The legal team said Johnson had an IQ of 69 – which is lower than the standard the Supreme Court set as a guide for states weighing whether an execution falls under the ban on cruel and unusual punishment. None of this mattered under the Trump administration.

• Dustin Higgins was the last man executed under Trump in the death chamber at Federal Penitentiary Terre Haute in Indiana. He maintained his innocence up until the moment he was executed. Higgins wrote in the past, “I wonder if it’s that I’m not yelling loud enough, or is it that the blatant miscarriage of justice of me being killed for a crime I’m certainly innocent of really doesn’t matter.” Those claims were supported by the 2012 affidavit written by co-defendant Willis Haynes, who claimed he was the trigger man. Haynes is currently serving a life sentence for the crimes for which Higgins was executed.

“Dustin didn’t threaten me. I was not scared of him. Dustin didn’t make me do anything that night or ever.” Haynes wrote these words in an affidavit in support of clemency for Higgins under the Obama administration.

Supreme Court Justice Sonia Sotomayor voiced her opinion about Trump’s ramped-up executions.
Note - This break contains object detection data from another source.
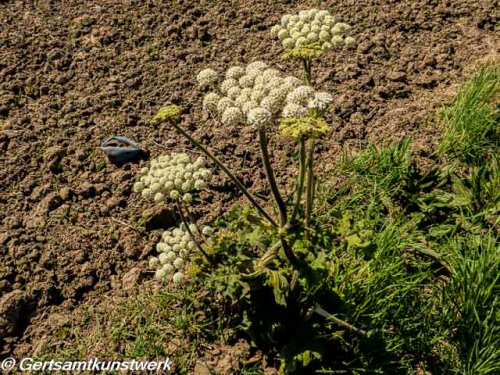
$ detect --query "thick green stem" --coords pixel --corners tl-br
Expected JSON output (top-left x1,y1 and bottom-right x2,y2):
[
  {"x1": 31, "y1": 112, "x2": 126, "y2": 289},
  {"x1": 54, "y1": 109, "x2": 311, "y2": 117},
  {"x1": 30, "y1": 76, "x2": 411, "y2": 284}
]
[
  {"x1": 290, "y1": 137, "x2": 306, "y2": 224},
  {"x1": 305, "y1": 138, "x2": 314, "y2": 239},
  {"x1": 170, "y1": 121, "x2": 278, "y2": 228},
  {"x1": 259, "y1": 126, "x2": 287, "y2": 227},
  {"x1": 302, "y1": 59, "x2": 312, "y2": 86},
  {"x1": 175, "y1": 199, "x2": 213, "y2": 263}
]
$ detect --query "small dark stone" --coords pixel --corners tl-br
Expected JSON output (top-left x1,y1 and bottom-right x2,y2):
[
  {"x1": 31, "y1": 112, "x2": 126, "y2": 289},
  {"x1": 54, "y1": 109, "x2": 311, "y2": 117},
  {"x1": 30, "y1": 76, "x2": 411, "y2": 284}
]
[
  {"x1": 59, "y1": 186, "x2": 73, "y2": 201},
  {"x1": 142, "y1": 205, "x2": 175, "y2": 231}
]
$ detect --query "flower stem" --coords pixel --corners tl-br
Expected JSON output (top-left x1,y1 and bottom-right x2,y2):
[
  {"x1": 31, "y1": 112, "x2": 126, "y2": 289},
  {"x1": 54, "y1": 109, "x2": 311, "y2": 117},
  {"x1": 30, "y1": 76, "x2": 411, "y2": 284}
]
[
  {"x1": 170, "y1": 121, "x2": 278, "y2": 228},
  {"x1": 290, "y1": 137, "x2": 306, "y2": 225},
  {"x1": 302, "y1": 59, "x2": 312, "y2": 86},
  {"x1": 305, "y1": 138, "x2": 314, "y2": 239},
  {"x1": 259, "y1": 126, "x2": 287, "y2": 227},
  {"x1": 175, "y1": 199, "x2": 213, "y2": 264}
]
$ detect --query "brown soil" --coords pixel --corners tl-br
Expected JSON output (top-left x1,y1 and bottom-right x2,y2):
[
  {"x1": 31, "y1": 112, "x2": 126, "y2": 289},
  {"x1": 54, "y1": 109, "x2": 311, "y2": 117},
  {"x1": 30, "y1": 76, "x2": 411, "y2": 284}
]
[{"x1": 0, "y1": 0, "x2": 500, "y2": 370}]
In a dissenting opinion in the Higgins case, she wrote, “This is not justice.” Sotomayor in her statement argued the government should have proceeded with “some measure of restraint” instead of moving with an “unprecedented rush” amid questions concerning the Justice Department’s drug protocol, the Federal Death Penalty Act and other disputes.

The one thing that is clear is that Trump’s Department of Justice headed by Barr was on the same path as that of the law-and-order president – to execute as many prisoners as it could before the two men left the White House. Justice Sotomayor said as much.

What Will the New Administration do?

Biden said in a 1992 speech that criminal justice legislation he was pushing was so strict that “we do everything but hang people for jaywalking.” Two years later, his signature crime bill made dozens of additional offenses punishable by death. Biden’s support for the death penalty was consistent throughout his 30-plus years in the Senate.

However, he claimed on the campaign trial to have turned over a new leaf and is the first sitting president to openly call for the abolition of the death penalty. He has discussed the possibility of instructing the Department of Justice to halt scheduled executions. If President Biden were to make this call, he would end the machine ramped up by Trump. He would go significantly further than President Obama, who placed an informal moratorium on carrying out federal executions.

With all of the issues surrounding the legal killing of people by the federal government, now would be the right time for Biden to take actions that meet his words.